Foram avaliados desde aspectos mais abrangentes, como a existência de portal exclusivo para a exposição desses contratos - conforme recomenda o Tribunal de Contas da União (TCU), até critérios de didatismo, passando pela presença de dados detalhados e existência de legislação local para gasto público.

“Antes, o governo de São Paulo tinha um site que informava despesas genericamente, e isso significa desde pagamento de pessoal até contratos para insumos, tudo junto sem detalhes.
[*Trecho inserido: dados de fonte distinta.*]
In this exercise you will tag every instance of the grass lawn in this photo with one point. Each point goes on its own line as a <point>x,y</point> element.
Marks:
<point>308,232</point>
Agora, criou dois painéis adicionais com informações específicas sobre os contratos emergenciais, como o local de execução, descrição de objeto, valores e prazos dos contratos, além da íntegra dos processos administrativos que os originaram", explica o analista responsável pela pesquisa, Guilherme France.

Ao todo, 12 Estados migraram para as categorias “bom” e “ótimo”. O Espírito Santo se confirmou na liderança com pontuação máxima, seguido por Ceará e Distrito Federal, empatados. No fim da lista estão os governo de Rio de Janeiro, Bahia e Roraima nesta ordem. Os dois últimos são os únicos com desempenhos considerados regulares.

Do lado das capitais, 15 cidades foram alçadas a “bom” e “ótimo”. Com 100 pontos, a prefeitura de João Pessoa é mais transparente do Brasil, à frente de Manaus, Macapá e Vitória, que superaram a faixa dos 90 pontos. As duas maiores cidades do país, São Paulo e Rio, surgem em oitavo e 11º lugar.

Na visão de France, o ranking e a exposição das deficiências funcionaram enquanto mecanismo de pressão. “Fomos procurados por 40 dos 53 governos e prefeituras. Apresentamos sugestões em trocas de e-mails e, em alguns casos, chegamos a fazer reuniões de cooperação técnica”.

Ele observa que, assim como na avaliação anterior, não foi o tamanho do orçamento que pesou no desempenho, e sim o grau de organização e compromisso das administrações com a divulgação de informações. “Os bons resultados de Rondônia ou das prefeituras de João Pessoa e Macapá mostram isso.”

Embora elogie os avanços na transparência dos gastos ligados à pandemia, France afirma que ainda há espaço para melhora, visto que só dois entes gabaritaram as avaliações. A próxima verificação acontece no fim de julho.